I remember once hearing an interview with Breyten Breytenbach, the South African writer who had been imprisoned for his anti-apartheid activities. He described the prison in Pretoria, famously called, “Beverly Hills,” where every night, the prisoners would sing to each other, often in unison, their voices mingling, preserving in sound the fractured vestiges of humanity that the prison was surely designed to destroy. But on the nights before a man was scheduled to hang, he alone would sing in his cell. According to Breytenbach, on those nights, you could feel something change in the “quality of the listening,” as everyone strained to hear the condemned man’s last song. I imagine the haunting echo of that song, as if the condemned man understood something that the rest of them did not, as if he already sung from the place of that death that awaited him in the morning.

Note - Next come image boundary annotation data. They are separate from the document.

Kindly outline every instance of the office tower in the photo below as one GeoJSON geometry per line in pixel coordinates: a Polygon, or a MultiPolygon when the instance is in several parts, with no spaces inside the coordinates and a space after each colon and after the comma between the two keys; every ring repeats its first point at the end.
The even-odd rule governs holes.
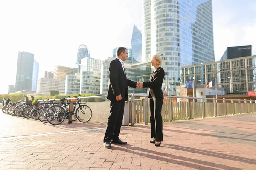
{"type": "Polygon", "coordinates": [[[141,52],[142,48],[142,34],[141,24],[134,25],[131,37],[131,49],[132,50],[132,62],[135,63],[141,62],[141,52]]]}
{"type": "Polygon", "coordinates": [[[88,57],[90,58],[90,51],[87,48],[86,45],[84,44],[81,44],[77,50],[77,60],[76,64],[81,63],[81,59],[88,57]]]}
{"type": "MultiPolygon", "coordinates": [[[[15,85],[16,91],[31,90],[33,64],[34,54],[19,51],[15,85]]],[[[6,71],[8,73],[8,71],[6,71]]]]}
{"type": "Polygon", "coordinates": [[[143,5],[143,61],[162,57],[167,94],[176,95],[180,67],[214,61],[212,0],[144,0],[143,5]]]}
{"type": "Polygon", "coordinates": [[[44,78],[47,79],[53,78],[53,71],[44,71],[44,78]]]}
{"type": "Polygon", "coordinates": [[[181,80],[195,77],[195,82],[208,84],[215,79],[226,94],[256,91],[256,56],[183,67],[181,80]]]}
{"type": "Polygon", "coordinates": [[[8,94],[13,93],[15,91],[14,85],[8,85],[8,94]]]}
{"type": "Polygon", "coordinates": [[[65,94],[65,79],[41,78],[38,79],[36,94],[49,95],[50,91],[59,91],[59,94],[65,94]]]}
{"type": "Polygon", "coordinates": [[[79,93],[80,74],[67,75],[65,83],[65,95],[75,94],[79,93]]]}
{"type": "Polygon", "coordinates": [[[252,46],[239,46],[227,48],[221,61],[252,55],[252,46]]]}
{"type": "MultiPolygon", "coordinates": [[[[104,61],[101,68],[100,94],[105,94],[108,92],[109,84],[109,64],[116,58],[116,56],[111,56],[104,61]]],[[[131,60],[124,62],[127,79],[134,82],[147,82],[149,81],[150,73],[152,70],[150,61],[131,64],[131,60]]],[[[128,93],[146,94],[147,88],[136,88],[128,87],[128,93]]]]}
{"type": "Polygon", "coordinates": [[[32,88],[31,91],[36,91],[37,79],[38,79],[38,73],[39,72],[39,63],[37,61],[34,60],[33,65],[33,75],[32,76],[32,88]]]}
{"type": "Polygon", "coordinates": [[[99,94],[100,68],[103,60],[85,57],[81,60],[80,93],[99,94]]]}
{"type": "Polygon", "coordinates": [[[74,74],[77,72],[77,68],[59,65],[54,67],[54,79],[65,80],[66,75],[74,74]]]}
{"type": "Polygon", "coordinates": [[[103,62],[101,60],[89,57],[84,58],[81,60],[81,69],[84,71],[93,69],[100,69],[103,62]]]}

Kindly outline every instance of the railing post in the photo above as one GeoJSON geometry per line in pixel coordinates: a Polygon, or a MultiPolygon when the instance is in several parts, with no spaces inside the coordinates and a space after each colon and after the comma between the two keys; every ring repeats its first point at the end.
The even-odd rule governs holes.
{"type": "Polygon", "coordinates": [[[144,120],[145,124],[148,125],[148,97],[144,97],[144,120]]]}
{"type": "Polygon", "coordinates": [[[253,105],[252,105],[252,104],[253,104],[253,101],[251,99],[250,99],[250,110],[251,111],[250,113],[253,113],[252,112],[252,110],[253,110],[253,108],[252,108],[252,106],[253,106],[253,105]]]}
{"type": "Polygon", "coordinates": [[[202,97],[202,99],[201,99],[201,110],[202,111],[202,118],[204,118],[204,112],[203,111],[203,108],[204,108],[204,107],[203,106],[203,105],[204,105],[204,102],[203,102],[203,97],[202,97]]]}
{"type": "Polygon", "coordinates": [[[240,108],[241,108],[241,109],[240,109],[241,112],[240,112],[240,113],[239,113],[239,114],[241,114],[241,112],[242,112],[242,105],[241,105],[241,103],[240,99],[238,99],[238,103],[241,104],[241,105],[240,105],[240,108]]]}
{"type": "Polygon", "coordinates": [[[216,110],[216,108],[215,108],[215,98],[213,97],[213,112],[214,113],[214,117],[216,117],[216,114],[215,113],[215,110],[216,110]]]}
{"type": "Polygon", "coordinates": [[[232,104],[232,106],[233,107],[233,111],[232,113],[232,115],[234,115],[234,113],[235,113],[235,103],[234,103],[234,101],[233,101],[233,99],[231,99],[231,104],[232,104]]]}
{"type": "Polygon", "coordinates": [[[169,121],[171,122],[172,120],[173,120],[173,112],[172,112],[172,100],[169,100],[169,102],[170,102],[170,108],[169,108],[169,111],[171,113],[171,117],[169,118],[169,121]]]}
{"type": "Polygon", "coordinates": [[[225,98],[223,98],[223,103],[225,103],[225,110],[226,111],[225,113],[224,113],[224,114],[223,115],[223,116],[225,116],[227,114],[227,104],[226,103],[226,100],[225,100],[225,98]]]}
{"type": "Polygon", "coordinates": [[[248,107],[247,106],[247,102],[246,99],[244,99],[244,103],[246,104],[246,105],[245,105],[246,106],[246,111],[245,112],[245,114],[247,114],[247,112],[248,112],[248,107]]]}
{"type": "MultiPolygon", "coordinates": [[[[189,108],[189,99],[187,98],[187,102],[186,103],[186,118],[188,120],[189,120],[189,111],[188,111],[188,108],[189,108]]],[[[190,110],[191,108],[190,108],[190,110]]]]}
{"type": "Polygon", "coordinates": [[[135,102],[134,96],[131,94],[131,125],[134,126],[135,124],[135,102]]]}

I think of that listening, that urgent and unbearable listening, attuned to something in the sound that exists beyond the scope of knowledge. A listening that bears witness to the profound lack of control, to all the things that one does not yet know and could never prepare for in any case. There is clearly a world of difference between the circumstances of Breytenbach’s reverent listening and whatever it was that happened in my classroom that afternoon. But having momentarily accepted the unpredictability of it all, I can say that without a doubt, it was the freest listening I have ever experienced.

-By Jacqueline Abrams

2 Comments On This Topic
  1. Maya Kesrouany posted
    November 27, 2012 at 11:38 am

    Incredibly accurate and so profoundly you. Just Beautiful

  2. Sarah posted
    November 27, 2012 at 1:30 pm

    I love this : It felt more like we were cast out to sea, drifting, not exactly aimlessly, but in the way that the elements move you along when you no longer struggle against them to keep the whole vessel upright. Beautiful imagery.